The Interior Department’s Bureau of Land Management (BLM) has released an environmental impact statement ruling that the impacts to land and climate are such that the federal government should discontinue any future leasing of permits to mine coal in the Powder River Basin on federal land.  The existing fourteen mines will be able to continue with their leases, which in Wyoming experts estimate might not end until the 2040s, which is still a longtime away.  Almost a quarter of the coal that is mined comes from federal leases in the Powder River Basin, so leaving coal in the ground will make a difference, regardless of the calendar.

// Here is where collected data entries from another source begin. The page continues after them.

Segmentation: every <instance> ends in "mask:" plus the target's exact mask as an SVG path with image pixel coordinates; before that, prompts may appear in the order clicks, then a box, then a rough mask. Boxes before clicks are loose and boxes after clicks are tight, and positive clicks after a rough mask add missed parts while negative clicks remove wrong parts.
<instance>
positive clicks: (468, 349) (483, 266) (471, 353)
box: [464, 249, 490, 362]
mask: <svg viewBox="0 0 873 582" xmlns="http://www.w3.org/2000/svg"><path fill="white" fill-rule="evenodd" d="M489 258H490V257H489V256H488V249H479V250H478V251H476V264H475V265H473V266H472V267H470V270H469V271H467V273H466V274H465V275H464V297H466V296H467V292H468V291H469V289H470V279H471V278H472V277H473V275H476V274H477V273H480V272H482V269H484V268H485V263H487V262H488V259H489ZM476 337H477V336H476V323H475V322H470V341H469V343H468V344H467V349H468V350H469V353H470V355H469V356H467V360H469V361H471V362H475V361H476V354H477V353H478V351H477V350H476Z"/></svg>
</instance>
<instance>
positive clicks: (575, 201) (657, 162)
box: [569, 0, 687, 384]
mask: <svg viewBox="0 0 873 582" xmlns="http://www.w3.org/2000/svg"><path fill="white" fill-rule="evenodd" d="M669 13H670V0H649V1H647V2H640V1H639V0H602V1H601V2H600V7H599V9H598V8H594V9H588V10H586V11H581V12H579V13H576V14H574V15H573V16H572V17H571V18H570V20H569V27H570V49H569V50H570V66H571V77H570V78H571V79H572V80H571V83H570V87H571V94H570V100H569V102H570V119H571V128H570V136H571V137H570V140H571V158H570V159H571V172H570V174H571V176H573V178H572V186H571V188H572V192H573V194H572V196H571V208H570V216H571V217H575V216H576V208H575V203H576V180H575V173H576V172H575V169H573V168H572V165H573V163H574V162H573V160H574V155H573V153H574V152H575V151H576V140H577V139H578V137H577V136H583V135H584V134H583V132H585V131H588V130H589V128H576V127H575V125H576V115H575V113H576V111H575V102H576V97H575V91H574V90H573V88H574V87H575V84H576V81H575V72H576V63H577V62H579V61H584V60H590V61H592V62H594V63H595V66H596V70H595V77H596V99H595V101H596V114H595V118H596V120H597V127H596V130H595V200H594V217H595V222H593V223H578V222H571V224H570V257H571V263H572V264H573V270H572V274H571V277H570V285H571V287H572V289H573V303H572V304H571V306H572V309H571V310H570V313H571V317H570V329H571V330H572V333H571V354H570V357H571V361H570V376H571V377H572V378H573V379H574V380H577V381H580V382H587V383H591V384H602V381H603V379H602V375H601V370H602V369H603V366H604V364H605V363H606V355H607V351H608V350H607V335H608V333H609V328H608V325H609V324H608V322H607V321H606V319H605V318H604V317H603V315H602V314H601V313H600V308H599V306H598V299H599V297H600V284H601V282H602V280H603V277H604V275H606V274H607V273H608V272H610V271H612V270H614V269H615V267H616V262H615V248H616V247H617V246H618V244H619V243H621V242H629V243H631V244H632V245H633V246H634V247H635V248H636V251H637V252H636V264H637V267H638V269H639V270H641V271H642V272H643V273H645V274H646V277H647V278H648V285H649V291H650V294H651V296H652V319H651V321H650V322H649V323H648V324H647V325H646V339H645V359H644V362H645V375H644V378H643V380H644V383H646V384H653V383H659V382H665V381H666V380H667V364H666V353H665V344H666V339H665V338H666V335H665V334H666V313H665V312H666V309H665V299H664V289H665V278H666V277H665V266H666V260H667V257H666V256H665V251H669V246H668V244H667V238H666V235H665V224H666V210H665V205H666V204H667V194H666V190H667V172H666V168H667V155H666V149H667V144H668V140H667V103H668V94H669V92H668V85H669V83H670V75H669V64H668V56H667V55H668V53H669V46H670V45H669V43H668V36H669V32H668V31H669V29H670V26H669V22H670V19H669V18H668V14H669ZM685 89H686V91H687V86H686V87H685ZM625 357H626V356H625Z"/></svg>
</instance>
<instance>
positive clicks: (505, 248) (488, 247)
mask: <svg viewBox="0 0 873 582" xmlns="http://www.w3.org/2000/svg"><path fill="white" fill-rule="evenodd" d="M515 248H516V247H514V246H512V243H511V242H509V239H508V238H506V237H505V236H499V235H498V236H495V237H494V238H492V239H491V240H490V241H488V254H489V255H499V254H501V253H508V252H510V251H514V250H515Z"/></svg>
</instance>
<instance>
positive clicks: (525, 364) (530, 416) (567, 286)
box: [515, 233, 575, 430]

Wyoming’s politicians and the mining industry are screaming like stuck pigs about this, but they “protest too much.”  They know this is coming despite all the moaning and groaning.  Coal usage in our power supply has dropped significantly.  The EPA earlier ordered coal burning plants to clean up or shut down, and many have.  The Entergy White Bluff plant in Arkansas, that we fought for years and stopped from running a slurry line from the Powder River Basin, is in the shutdown process now.  The bulletins from rural electric cooperative executives constantly plead to their members to maintain some mix of coal to protect reliability, but as my longtime friend and comrade Tom Sanzillo was quoted, times are changing.

“The nation’s electricity generation needs are being met increasingly by wind, solar and natural gas,” said Tom Sanzillo, director of financial analysis at the Institute for Energy Economics and Financial Analysis, an energy think tank. “The nation doesn’t need any increase in the amount of coal under lease out of the Powder River Basin.” Sanzillo said mining companies’ interest in bidding on leases in the Powder River Basin has fallen with the coal industry’s fortunes. The decision is “a proper market response to the long-term deteriorating position of coal,” he said.

It may have taken forever to get this notch on the belt, and Tom is right to put a market-spin on some of this, but that doesn’t make fifty years of protest less significant, our progress any less sweet, or dampen our hopes of more victories to come.